The same with banks, personal loans, credit cards, etc. One side get to deduct, the other does not.
So, the tax code is making a huge contribution to landlords and banks, while doing nothing for almost always poorer other side (unless the are being serviced by those who received a deduction for a cash or equivalent donation.)
Note that this is not caused by the rules governing itemization of deductions, but by the underlying deduct-ability itself. I have no idea of the total subsidy, but I am sure it is huge.
One can imagine a rule that allows for deductabiity of legal or equivalent expenses in any dispute in which the other side can deduct. It would also be important to structure the deduction so that it could be taken even by those who do not itemize, and perhaps even taken in an alternative manner such as a credit or a so-called refundable credit.
But, once you start thinking about the tax code, you realize all kind of other possibilities. Pro bono work by lawyers is not considered a deductible contribution, but surely when a lawyer, specifically licensed to perform a task, does that for free for a tax exemmpt organization, shouldn’t there be different treatment? Or, maybe there are other ways of lessening certain kinds of tax rules for those who do pro bono.
Of course, with all such tax expenditures, it is important to try to structure them so that you do not end up reducing tax revenue significantly, while not getting an appropriate change in behavior. The problem is that when a lot of money is already being spent in an area (such as eviction defense), making it newly deductible can result in a big increase in deductions, even before it draws more lawyers into doing the work, or encourages more tenants to pay a lawyer or other authorized professional.

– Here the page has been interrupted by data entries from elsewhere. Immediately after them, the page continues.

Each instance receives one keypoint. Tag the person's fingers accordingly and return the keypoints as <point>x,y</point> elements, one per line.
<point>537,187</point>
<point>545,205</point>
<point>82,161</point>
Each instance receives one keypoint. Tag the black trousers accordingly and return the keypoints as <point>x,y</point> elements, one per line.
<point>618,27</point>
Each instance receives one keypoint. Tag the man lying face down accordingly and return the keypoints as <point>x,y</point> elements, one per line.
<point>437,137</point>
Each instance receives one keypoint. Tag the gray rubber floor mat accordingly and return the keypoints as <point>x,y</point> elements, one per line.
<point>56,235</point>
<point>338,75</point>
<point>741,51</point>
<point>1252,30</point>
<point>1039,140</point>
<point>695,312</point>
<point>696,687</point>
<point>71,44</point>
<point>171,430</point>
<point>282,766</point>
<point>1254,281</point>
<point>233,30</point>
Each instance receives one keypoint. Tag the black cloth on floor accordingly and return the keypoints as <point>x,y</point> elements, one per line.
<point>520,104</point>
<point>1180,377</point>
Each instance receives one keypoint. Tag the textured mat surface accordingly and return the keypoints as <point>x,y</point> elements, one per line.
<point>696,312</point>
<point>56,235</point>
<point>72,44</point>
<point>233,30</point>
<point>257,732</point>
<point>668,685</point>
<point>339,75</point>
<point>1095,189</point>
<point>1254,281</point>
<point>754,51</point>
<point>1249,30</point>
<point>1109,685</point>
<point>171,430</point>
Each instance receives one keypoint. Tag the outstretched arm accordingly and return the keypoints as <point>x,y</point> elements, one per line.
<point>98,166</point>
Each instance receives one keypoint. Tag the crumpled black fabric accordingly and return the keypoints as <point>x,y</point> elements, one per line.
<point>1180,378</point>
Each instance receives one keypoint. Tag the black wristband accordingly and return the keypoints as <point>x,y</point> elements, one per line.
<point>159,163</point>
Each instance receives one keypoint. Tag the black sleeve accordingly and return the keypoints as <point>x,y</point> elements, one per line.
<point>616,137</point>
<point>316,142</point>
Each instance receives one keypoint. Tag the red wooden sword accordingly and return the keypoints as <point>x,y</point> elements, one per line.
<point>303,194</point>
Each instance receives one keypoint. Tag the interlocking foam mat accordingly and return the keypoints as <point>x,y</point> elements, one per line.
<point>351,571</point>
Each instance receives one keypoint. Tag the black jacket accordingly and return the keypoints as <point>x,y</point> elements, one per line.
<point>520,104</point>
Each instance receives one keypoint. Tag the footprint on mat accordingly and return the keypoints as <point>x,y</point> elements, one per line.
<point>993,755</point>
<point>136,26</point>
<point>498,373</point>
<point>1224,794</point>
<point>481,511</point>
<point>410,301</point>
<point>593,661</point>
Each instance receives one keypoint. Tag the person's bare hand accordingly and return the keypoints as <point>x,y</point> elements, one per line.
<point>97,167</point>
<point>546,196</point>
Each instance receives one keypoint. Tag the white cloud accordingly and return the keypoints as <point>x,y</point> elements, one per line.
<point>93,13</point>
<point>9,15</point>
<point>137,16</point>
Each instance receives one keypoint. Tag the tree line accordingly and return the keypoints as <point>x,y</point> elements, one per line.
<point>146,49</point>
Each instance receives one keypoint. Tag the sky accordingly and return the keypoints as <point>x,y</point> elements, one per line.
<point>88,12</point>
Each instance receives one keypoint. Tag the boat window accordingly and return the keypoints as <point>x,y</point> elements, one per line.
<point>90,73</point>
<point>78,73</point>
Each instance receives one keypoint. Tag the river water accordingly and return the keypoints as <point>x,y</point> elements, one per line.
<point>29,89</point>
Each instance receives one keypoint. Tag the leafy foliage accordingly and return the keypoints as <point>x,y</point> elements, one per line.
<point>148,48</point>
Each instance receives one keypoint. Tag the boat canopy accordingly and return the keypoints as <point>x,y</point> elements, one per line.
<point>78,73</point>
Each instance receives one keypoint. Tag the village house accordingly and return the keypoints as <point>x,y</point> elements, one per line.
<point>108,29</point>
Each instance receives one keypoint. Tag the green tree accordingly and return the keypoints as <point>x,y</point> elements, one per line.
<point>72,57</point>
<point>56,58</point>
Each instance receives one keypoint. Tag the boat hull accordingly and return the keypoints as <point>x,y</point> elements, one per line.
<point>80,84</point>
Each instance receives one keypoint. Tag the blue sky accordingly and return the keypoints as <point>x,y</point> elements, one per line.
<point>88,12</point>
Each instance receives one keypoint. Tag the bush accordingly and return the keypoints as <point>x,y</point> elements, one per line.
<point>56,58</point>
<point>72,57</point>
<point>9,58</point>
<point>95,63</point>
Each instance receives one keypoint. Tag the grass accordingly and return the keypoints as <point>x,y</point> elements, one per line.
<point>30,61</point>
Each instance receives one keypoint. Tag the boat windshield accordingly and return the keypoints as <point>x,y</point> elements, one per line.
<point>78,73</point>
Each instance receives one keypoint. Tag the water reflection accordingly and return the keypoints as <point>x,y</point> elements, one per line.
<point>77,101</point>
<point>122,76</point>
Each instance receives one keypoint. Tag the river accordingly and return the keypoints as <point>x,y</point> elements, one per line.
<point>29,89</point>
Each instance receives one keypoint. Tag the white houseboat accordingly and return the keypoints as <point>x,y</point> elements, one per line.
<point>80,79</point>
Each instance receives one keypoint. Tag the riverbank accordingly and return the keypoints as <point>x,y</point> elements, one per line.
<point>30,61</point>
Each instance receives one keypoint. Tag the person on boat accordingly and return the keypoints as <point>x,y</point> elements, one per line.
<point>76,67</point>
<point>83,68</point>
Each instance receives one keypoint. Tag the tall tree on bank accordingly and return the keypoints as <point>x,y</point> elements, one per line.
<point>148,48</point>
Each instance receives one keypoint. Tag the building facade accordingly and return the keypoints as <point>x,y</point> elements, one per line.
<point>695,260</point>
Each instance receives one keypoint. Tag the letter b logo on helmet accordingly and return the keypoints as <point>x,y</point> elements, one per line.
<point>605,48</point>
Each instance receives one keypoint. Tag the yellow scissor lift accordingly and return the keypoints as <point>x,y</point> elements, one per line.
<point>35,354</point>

This might require some very skilled drafting to avoid such an outcome.
But the fact remains. Its an astonishingly powerful argument that the IRS is subsidizing people who are trying to get people out of their homes, but not those trying to stay in them. (except, as discussed above through deduct-ability of tax exempt contributions, a tiny portion of the costs in this area, which in any event also help low income landlords.)
Even if it turned out to be hard to generate an effective tax change in this direction, this way of looking at things provides a useful rebuttal to those who try to stop government funding of tenant assistance programs, on the grounds that it is not fair to landlords.
Any ideas and thoughts on how the tax code could be leveraged for ATJ at state, local, or municipal levels, much appreciated. Surely this is a surface we have only just begun to scratch.